Our experience with reinforcement learning taught us something crucial: agents need to be grounded in reality and capable of adapting to feedback. This led us to rethink how AI agents should work:

First, we found that LLMs are much better at determining the next obvious action than at creating long-term plans. Instead of trying to plan everything upfront, effective agents should focus on making good decisions moment by moment, much like how reinforcement learning agents operate.

Second, memory needs to be active and relevant. Rather than drowning the agent in context, we need systems that can actively look up relevant information when needed, keeping the signal-to-noise ratio high.

Finally, agents need boundaries.
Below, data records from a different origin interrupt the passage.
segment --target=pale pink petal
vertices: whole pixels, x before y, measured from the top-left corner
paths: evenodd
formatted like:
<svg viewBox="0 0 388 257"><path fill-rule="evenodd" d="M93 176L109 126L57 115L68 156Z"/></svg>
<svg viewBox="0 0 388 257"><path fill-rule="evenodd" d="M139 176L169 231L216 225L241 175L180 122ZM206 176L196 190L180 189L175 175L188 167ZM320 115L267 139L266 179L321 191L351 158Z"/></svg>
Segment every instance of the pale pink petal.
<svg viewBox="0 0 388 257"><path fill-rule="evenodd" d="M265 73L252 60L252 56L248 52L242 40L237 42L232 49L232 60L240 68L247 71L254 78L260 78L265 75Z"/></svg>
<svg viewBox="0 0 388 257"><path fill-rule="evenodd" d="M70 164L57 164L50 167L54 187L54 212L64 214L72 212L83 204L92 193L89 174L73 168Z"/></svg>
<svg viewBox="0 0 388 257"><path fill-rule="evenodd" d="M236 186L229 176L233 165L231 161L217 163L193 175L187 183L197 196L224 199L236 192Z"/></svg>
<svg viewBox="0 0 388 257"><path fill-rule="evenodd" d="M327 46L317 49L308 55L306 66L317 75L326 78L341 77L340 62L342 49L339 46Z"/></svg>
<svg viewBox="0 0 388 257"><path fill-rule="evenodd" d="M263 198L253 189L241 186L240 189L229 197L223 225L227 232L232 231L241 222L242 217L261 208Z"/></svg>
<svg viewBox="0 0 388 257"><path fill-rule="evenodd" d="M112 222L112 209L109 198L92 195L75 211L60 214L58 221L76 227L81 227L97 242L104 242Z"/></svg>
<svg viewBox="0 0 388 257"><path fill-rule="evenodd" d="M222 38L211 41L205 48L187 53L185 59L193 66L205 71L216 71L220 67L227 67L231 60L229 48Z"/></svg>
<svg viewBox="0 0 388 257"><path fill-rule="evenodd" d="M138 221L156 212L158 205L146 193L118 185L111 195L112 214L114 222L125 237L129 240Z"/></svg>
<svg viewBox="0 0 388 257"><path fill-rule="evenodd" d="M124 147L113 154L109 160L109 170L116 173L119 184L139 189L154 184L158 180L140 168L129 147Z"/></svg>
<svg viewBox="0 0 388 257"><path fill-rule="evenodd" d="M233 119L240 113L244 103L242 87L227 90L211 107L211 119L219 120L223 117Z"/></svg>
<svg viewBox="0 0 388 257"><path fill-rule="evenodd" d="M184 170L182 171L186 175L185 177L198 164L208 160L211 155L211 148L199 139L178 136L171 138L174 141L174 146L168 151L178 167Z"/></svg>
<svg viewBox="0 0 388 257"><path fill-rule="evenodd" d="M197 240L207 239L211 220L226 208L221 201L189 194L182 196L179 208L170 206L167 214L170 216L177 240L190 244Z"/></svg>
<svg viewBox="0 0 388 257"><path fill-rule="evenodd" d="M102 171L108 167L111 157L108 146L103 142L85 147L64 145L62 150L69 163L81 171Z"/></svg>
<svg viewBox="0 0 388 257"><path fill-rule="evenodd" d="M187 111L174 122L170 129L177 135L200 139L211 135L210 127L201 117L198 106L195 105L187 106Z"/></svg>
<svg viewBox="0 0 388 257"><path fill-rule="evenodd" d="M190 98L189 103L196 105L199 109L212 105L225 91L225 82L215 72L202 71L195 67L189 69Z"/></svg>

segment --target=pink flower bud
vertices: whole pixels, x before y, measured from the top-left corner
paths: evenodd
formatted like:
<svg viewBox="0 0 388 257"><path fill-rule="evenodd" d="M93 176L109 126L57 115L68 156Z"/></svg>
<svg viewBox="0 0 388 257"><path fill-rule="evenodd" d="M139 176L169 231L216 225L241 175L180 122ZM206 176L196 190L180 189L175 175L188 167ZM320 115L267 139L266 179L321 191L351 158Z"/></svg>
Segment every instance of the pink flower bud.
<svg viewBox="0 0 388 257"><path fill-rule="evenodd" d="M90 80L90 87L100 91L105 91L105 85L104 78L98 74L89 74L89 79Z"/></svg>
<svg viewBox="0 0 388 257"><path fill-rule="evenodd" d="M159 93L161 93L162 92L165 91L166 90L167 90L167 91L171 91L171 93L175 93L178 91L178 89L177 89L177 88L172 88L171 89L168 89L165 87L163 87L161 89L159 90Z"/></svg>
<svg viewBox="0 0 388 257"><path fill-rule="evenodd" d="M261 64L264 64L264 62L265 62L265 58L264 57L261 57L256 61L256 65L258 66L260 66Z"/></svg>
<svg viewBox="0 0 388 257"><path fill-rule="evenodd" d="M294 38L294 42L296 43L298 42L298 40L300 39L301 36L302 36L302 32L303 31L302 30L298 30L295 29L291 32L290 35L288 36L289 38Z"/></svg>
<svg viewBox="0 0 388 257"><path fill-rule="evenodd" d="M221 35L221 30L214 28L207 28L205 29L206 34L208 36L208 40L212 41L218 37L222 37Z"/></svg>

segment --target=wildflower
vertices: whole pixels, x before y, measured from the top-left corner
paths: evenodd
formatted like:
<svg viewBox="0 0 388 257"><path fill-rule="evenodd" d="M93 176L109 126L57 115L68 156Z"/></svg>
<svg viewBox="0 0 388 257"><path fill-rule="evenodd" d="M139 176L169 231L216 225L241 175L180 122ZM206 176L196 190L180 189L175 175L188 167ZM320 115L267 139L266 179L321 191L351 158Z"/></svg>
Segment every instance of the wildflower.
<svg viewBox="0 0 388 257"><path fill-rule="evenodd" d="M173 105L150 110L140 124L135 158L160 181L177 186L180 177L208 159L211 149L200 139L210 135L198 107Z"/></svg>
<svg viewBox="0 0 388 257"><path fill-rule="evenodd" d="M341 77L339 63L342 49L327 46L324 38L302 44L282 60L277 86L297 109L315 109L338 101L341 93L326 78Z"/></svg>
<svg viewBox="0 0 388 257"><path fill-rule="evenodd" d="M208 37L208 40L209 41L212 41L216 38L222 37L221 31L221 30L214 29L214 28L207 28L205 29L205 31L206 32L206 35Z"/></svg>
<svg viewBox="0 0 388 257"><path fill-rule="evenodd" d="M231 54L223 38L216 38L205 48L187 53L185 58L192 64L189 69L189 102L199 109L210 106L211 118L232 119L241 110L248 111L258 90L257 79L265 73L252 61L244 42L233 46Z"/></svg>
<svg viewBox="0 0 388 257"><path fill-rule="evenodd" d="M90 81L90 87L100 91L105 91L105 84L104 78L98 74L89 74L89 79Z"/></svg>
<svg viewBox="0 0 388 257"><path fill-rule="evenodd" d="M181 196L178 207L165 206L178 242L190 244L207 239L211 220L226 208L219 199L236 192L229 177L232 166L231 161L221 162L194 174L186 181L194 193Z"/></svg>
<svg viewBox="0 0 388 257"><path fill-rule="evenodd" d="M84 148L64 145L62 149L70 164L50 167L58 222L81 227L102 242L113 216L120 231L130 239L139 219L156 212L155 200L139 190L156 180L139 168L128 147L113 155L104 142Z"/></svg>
In the real world, tasks don’t go on forever. By giving agents a maximum number of actions they can take to accomplish a goal, we ensure they either complete the task or gracefully handle failure - just like a human would.

These principles might seem simple, but they make the difference between agents that sound impressive but fail in practice, and agents that can actually get work done.

What’s Next?

In our next post, “Your First AI Agent with Xpress AI”, we’ll show you how to build these agents yourself. You’ll learn to set up the core architecture, define custom modules, connect to real-world environments, and build practical, useful agents that can make a real difference in your work.

The future of AI isn’t just about better models or simpler automation - it’s about creating genuine digital workers that can understand, learn, and act effectively in the real world. And with modern tools and frameworks, that future is more accessible than ever.